Mais de 48 minutos do segundo tempo 2 a 1 para o visitante. Primeira vitória fora de casa. É a consolidação da recuperação do time. Os torcedores que acompanham a partida pelo rádio, todos com os dedos cruzados, mas já fazendo festa. Falta só o apito final. O repórter, à margem do gramado, já está com a pergunta engatilhada: ''É o momento da arrancada para a classificação?''
Aí, quando ninguém mais esperava, entra em campo o improvável, o molho que faz do futebol o esporte mais imprevisível e apaixonante. No último suspiro da partida, o goleiro atravessa o campo, vai para a área adversária e, num lance inusitado, salta e desvia, de cabeça, a bola para o fundo da rede, salvando o time da casa de uma derrota e jogando água fria na cabeça do visitante.
Em todo vestiário deveria ter, escrachada na parede, em letras garrafais, a famosa frase: ''O jogo só termina quando acaba''. Os técnicos, por sua vez, em toda preleção com jogadores, em todo discurso deveriam repetir aos seus comandados: ''O jogo só termina quando acaba''. De novo: ''O jogo só termina quando acaba''. Nada mais correto. Nada mais presente neste esporte cheio de armadilhas.

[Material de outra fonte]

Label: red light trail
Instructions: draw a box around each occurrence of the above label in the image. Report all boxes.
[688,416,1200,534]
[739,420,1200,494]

O técnico do Londrina, Freitas Nascimento, estava ontem ainda com a cabeça inchada. Com razão. Os jogadores do Tubarão são considerados profissionais. Não são mais garotos ingênuos. Até porque ingenuidade no meio futebolístico é crime. Se são profissionais, porque o time consegue a proeza de tomar um gol aos 49 minutos do segundo tempo e ainda feito pelo goleiro adversário? Pior do que isso é que neste campeonato da segunda divisão, é a terceira vez que o time perde pontos preciosos nas mesmas circunstâncias. Vacilo nos últimos minutos. Parece aquela piada da loira que encontra uma casca de banana e vai logo dizendo: ''Ih, uma casca de banana, vou cair de novo!!''.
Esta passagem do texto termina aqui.